When I was in the last year of my Master’s degree, there was a lot going on – classes, lectures, projects, thesis, experiments, exams and confusion. Few of our professors wanted us to go abroad for further academics and motivated us with their advice. A few others wanted us to pursue doctorate under them, to work in their lab and be guided by them. My classmates were divided into three groups, the first two wanted academics in and out of the country and the third group opted to search for Government and Private sector jobs.
I used to scratch my head daily while pondering over my experiments for thesis. I wanted further academics of course, but where? Weighing the pros and cons of both required a lot of research over the internet, countless cups of coffee and sleepless nights. I was perplexed. I fretted over my exams as well. My plants in the thesis experiment tried to cry out loud at me, “Look at us, o human! Feed us please.”

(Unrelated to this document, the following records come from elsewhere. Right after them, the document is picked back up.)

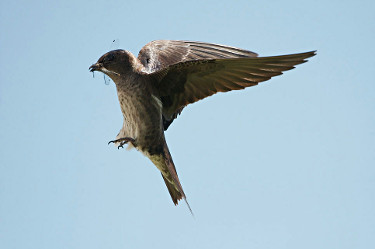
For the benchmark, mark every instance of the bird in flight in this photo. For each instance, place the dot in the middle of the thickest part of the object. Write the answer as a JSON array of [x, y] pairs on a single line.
[[167, 75]]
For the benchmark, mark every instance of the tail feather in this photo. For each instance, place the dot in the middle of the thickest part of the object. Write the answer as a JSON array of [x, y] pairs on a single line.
[[164, 163], [175, 194]]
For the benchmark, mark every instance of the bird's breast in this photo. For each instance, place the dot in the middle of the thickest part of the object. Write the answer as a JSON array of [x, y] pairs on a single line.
[[142, 113]]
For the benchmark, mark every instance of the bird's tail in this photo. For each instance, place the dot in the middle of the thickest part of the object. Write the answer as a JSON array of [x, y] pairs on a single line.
[[168, 171]]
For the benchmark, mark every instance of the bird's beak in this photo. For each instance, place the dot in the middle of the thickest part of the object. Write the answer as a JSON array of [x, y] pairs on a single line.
[[95, 67]]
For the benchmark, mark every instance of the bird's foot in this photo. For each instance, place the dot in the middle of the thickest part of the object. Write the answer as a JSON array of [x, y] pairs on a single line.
[[123, 141]]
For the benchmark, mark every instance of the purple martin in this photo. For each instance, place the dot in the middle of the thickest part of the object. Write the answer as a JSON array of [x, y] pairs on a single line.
[[167, 75]]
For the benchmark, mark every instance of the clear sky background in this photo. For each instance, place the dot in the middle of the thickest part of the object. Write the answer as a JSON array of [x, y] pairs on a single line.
[[286, 164]]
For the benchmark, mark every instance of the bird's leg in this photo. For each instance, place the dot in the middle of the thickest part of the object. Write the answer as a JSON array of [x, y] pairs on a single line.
[[123, 141]]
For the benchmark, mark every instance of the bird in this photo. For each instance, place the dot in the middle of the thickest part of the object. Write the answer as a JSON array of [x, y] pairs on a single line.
[[168, 75]]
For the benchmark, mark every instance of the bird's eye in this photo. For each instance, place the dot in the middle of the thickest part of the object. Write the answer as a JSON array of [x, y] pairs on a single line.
[[109, 57]]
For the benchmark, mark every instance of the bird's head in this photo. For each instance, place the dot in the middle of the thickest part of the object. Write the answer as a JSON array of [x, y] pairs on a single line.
[[115, 63]]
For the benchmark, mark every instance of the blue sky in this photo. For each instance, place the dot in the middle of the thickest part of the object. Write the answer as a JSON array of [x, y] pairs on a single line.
[[286, 164]]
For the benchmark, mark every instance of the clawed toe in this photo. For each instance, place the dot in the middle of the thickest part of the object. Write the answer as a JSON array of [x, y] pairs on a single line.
[[122, 141]]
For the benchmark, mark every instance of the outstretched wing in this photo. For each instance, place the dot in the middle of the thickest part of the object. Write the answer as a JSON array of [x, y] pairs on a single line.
[[160, 54], [187, 82]]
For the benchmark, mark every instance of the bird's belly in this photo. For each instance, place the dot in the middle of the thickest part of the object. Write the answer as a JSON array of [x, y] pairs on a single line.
[[142, 120]]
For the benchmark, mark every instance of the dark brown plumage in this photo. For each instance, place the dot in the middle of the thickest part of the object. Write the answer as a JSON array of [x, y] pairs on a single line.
[[168, 75]]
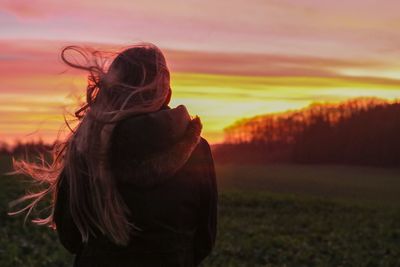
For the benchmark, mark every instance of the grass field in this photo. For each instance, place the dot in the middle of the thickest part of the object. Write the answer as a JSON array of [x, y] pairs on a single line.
[[276, 215]]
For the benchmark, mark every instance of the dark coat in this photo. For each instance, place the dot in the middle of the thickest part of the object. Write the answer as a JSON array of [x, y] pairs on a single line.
[[165, 174]]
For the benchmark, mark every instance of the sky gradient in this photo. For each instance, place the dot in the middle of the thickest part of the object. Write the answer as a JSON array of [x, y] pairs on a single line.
[[228, 60]]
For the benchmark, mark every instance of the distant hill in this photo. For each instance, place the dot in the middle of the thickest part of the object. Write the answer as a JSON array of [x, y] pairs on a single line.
[[361, 131]]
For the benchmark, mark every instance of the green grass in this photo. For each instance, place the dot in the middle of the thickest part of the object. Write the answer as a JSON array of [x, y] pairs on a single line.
[[276, 215]]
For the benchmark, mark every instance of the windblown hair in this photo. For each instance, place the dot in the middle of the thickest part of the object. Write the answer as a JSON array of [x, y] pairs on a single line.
[[137, 81]]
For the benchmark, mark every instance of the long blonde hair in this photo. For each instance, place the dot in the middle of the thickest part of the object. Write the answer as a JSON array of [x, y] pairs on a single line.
[[136, 82]]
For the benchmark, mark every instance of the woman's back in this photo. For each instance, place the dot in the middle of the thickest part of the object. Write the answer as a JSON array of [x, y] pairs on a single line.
[[165, 174]]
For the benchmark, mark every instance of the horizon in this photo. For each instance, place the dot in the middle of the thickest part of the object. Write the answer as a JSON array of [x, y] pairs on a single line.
[[223, 68]]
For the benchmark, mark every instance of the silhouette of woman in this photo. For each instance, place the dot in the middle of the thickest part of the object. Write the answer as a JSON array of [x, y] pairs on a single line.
[[134, 184]]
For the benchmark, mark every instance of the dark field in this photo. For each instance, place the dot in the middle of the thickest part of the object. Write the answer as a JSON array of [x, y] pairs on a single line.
[[277, 215]]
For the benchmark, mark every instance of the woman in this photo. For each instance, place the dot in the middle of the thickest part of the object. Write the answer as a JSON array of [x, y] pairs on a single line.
[[134, 184]]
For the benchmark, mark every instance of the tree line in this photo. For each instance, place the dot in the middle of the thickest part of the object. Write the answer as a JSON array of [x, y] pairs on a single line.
[[362, 131]]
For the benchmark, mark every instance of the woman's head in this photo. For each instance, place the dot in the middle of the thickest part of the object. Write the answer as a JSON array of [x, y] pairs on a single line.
[[137, 81]]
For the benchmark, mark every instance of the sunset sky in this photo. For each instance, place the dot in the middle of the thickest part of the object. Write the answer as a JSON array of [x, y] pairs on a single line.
[[229, 59]]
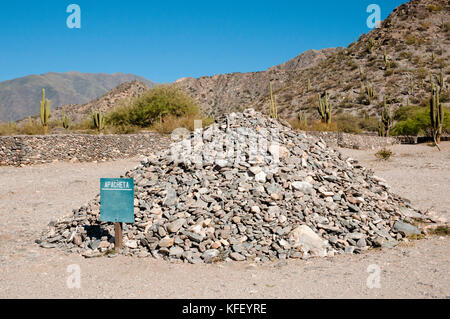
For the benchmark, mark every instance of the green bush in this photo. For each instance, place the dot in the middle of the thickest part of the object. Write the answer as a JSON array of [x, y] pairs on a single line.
[[153, 107], [348, 123], [415, 120]]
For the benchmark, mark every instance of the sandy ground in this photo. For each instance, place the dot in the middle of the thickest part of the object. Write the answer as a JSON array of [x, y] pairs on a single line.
[[32, 196]]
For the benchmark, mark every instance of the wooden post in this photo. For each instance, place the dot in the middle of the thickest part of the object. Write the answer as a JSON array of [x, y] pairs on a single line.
[[118, 239]]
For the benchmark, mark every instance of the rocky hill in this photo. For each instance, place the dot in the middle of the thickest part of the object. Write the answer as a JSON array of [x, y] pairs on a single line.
[[20, 97], [125, 91], [228, 92], [415, 38]]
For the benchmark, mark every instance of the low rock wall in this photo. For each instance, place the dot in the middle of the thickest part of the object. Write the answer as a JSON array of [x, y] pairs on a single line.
[[38, 149]]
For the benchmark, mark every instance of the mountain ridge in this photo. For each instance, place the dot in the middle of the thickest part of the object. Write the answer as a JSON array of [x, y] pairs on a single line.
[[20, 97]]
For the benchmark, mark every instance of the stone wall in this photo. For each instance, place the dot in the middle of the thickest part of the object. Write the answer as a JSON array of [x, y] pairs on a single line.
[[26, 150], [355, 141]]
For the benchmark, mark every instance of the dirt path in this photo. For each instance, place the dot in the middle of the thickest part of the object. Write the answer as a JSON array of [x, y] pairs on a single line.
[[32, 196]]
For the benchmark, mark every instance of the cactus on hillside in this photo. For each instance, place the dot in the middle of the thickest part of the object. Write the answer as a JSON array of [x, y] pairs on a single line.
[[370, 92], [99, 120], [436, 115], [273, 104], [301, 116], [324, 108], [386, 120], [440, 79], [65, 122], [385, 59], [44, 111], [370, 45]]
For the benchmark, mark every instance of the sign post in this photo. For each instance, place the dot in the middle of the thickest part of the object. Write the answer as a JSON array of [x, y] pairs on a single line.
[[117, 204]]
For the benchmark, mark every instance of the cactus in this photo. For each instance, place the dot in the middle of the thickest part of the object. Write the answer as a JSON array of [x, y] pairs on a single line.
[[386, 120], [66, 122], [301, 116], [44, 112], [440, 79], [436, 115], [370, 45], [273, 104], [324, 108], [99, 120], [385, 59], [370, 92]]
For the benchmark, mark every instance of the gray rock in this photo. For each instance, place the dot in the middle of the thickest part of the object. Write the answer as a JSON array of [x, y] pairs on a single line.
[[237, 256], [406, 229], [175, 226], [304, 187]]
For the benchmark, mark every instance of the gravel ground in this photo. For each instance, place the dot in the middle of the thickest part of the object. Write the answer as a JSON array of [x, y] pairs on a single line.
[[32, 196]]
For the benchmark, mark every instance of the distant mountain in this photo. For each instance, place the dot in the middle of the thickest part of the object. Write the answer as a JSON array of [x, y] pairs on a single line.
[[234, 91], [20, 97], [397, 60], [124, 92]]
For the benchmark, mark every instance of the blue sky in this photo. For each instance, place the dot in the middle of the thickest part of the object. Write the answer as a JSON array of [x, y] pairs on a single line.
[[167, 40]]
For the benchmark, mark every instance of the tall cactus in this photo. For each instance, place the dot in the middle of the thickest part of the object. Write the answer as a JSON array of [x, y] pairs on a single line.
[[273, 104], [65, 122], [440, 79], [302, 119], [99, 120], [436, 115], [385, 59], [324, 108], [44, 111], [386, 120], [370, 92]]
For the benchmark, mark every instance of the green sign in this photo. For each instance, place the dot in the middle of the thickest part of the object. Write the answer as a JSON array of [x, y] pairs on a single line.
[[117, 200]]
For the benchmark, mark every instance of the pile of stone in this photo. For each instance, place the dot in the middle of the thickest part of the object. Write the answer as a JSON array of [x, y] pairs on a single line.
[[245, 188]]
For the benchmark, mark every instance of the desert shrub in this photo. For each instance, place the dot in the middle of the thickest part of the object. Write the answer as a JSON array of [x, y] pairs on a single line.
[[384, 154], [348, 123], [122, 129], [369, 124], [434, 8], [415, 120], [171, 122], [8, 129], [155, 105], [410, 39], [323, 127], [32, 127]]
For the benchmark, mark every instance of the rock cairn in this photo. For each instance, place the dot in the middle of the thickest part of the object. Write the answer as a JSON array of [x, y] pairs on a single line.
[[245, 188]]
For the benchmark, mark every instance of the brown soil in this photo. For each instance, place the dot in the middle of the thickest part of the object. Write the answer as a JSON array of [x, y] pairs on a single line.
[[32, 196]]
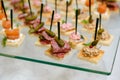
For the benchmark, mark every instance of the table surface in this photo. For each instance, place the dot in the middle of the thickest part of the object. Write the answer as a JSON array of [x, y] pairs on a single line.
[[13, 69]]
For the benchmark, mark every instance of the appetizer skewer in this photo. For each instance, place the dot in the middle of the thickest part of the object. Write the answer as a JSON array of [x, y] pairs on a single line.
[[59, 48], [90, 52], [12, 36]]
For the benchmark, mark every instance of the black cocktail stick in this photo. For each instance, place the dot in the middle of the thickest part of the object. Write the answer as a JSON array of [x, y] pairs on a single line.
[[41, 11], [66, 10], [96, 28], [30, 7], [76, 21], [4, 9], [59, 30], [52, 20], [11, 14]]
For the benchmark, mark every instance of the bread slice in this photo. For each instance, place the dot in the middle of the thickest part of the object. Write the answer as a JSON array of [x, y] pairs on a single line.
[[48, 22], [16, 43], [37, 43], [79, 45], [91, 59], [107, 42]]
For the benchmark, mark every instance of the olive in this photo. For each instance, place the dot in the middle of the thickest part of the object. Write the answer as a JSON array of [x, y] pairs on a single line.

Finally, I bit the dust and asked my father to give advice on the matter. He didn’t take much to ponder as he already knew the dilemma I was facing. Not only matching dry pros and cons, he asked me what I wanted and urged me to go for it. He made me believe that what I wanted could be achieved and would be the correct decision. I followed him and the results weren’t what he expected but in the long run, I was content with what I did and with my decision. I went abroad and though I didn’t complete the degree, I earned a lot of experience and friends.
It was only the #SachchiAdvice from my father which made the decision so easy.